What is one best practice for reducing your workforce?

 

To help you follow best practices when reducing your workforce, we asked CEOs and founders this question for their best insights. From reskilling and upskilling to being professional and respectful with layoffs, there are a number of approaches that may help you reduce your workforce when needed.

 

Here are four best practices for workforce reductions:

  • Reskill and Upskill
  • Minimize Expenses and Layoffs
  • Promote Existing Employees Instead of New Hirings
  • Be Professional and Respectful With Layoffs

 

Reskill and Upskill

59% of L&D professionals have found out that reskilling and upskilling are the leading priorities for reducing your workforce. This trend achieved maximum traction since the pandemic hit as a response to snowballing transformations in labor conditions and economics. Reskilling and upskilling are the best practices for layoffs, as you can retain your employees with learning and development initiatives by remaining towards business goals. Similar to rightsizing, this practice needs a long-term commitment. You can keep your business afloat and sustain the top talents by introducing them to new responsibilities when an unforeseen crisis hits.

Caroline Lee, CocoSign

 

Minimize Expenses and Layoffs

One best practice for reducing your workforce is to ensure that you are doing everything possible to minimize expenses and layoffs. This means looking for ways to cut costs without damaging the company’s ability to function or produce products or services. It also means being proactive in terms of downsizing. For example, if your company is expecting a slowdown in sales, you may want to begin planning layoffs and other cost-cutting measures to be ahead of the game rather than reacting afterward. Finally, it’s important to be compassionate and fair when implementing layoffs so that former employees feel like they were treated fairly and with respect.

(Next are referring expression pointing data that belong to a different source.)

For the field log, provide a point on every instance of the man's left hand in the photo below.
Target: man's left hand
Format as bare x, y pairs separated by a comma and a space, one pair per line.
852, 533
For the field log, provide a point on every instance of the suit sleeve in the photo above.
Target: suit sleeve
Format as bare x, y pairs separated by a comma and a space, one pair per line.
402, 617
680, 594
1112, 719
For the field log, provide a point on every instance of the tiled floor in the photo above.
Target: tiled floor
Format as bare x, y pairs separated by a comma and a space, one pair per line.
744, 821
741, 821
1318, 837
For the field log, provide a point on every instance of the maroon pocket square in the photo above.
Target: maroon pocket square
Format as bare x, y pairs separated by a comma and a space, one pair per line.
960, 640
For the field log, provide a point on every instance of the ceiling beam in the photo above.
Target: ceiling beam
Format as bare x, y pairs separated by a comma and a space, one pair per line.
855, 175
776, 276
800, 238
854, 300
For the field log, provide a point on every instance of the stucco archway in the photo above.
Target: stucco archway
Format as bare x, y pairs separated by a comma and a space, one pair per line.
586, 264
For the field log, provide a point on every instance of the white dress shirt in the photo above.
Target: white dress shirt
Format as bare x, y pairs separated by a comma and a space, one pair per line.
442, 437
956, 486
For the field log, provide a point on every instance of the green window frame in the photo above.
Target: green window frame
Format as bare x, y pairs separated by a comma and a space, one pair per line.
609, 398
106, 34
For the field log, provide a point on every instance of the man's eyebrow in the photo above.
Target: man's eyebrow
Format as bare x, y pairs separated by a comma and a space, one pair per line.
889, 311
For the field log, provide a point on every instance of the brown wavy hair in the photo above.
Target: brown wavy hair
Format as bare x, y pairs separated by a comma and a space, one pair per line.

Natalia Brzezinska, PhotoAiD

 

Promote Existing Employees Instead of New Hirings

Because your sole objective is to reduce the workforce, consider promoting existing employees rather than hiring new ones. Hiring new employees to fill new roles is costly, time-consuming, and frequently challenging. Good workforce planning enables you to predict roles and promote and train existing employees to fill those roles as they become available. Working to provide employees with opportunities for advancement and continuing education helps boost morale and company loyalty because they will know that if something is going on, you want them to be a part of it.

John Tian, Mobitrix

 

Be Professional and Respectful With Layoffs

The #1 Best Practice is to be professional and respectful in all aspects of reducing your workforce. Communicate in person when you can, both with the impacted employees as well as those that are remaining. Provide a generous transition package for those that are leaving including additional compensation, paid benefits continuation (COBRA), and transition assistance (e.g., resume writing, interview training). Depending on your business and the economy, you may want to re-recruit those same employees in the future if the business picks up again. The remaining employees are intently watching how you treat the exiting employees, and it will have a major impact on whether they decide to stay or leave.